There have also been observations regarding deep learning and CNN architectures deployed in the selected studies. The authors have extended efforts to present a timeline of varied deep learning architectures in different studies chosen over the years (Fig. 7). For instance, in 2012, study S13 witnessed the recognition of symbols using Self-Organizing Map neural network (SOM-NN). Similarly, since 2015, the advent of hybrid architectures like CNN with Recurrent Neural Network, Multi-Layer perceptron, LSTM, or BLSTM have been seen. The recent trend displays the use of varied CNN architectures like Multi-Column Deep neural network (MDNN) and Squeeze-Extracted Multi-feature CNN (SE-MCNN).

Fig. 7
figure 7

Deep Learning Architectures over a Timeline

It is a critical observation that ML techniques in selected studies are considered individually or combined with other ML or non-ML techniques. The details of all ML-based studies are illustrated in Fig. 8. There have also been observations of non-ML techniques (refer to Fig. 9). The analysis report depicts significantly the prevalent non-ML methods, namely, elastic matching, Hidden Markov Model, relational grammars, and fuzzy logic, which has been employed in 5%(#3),4%(#2), 4%(#2), and 4%(#2) of the chosen set studies.

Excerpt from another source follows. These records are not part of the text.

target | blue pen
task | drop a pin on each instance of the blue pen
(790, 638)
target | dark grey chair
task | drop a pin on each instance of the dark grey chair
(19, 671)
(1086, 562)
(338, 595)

Highlights of RQ1: Most of the recognition models used for mathematical symbol recognition are based on ML approaches. The popular ML algorithms are SVM, K-nearest neighbor, recurrent neural network, and convolutional neural network.

Fig. 8
figure 8

ML Techniques Identified by SLR Studies

Fig. 9
figure 9

Non-ML Techniques Identified by SLR Studies

4.2 RQ2 which are corpus mainly used for experimentation in mathematical symbol recognition?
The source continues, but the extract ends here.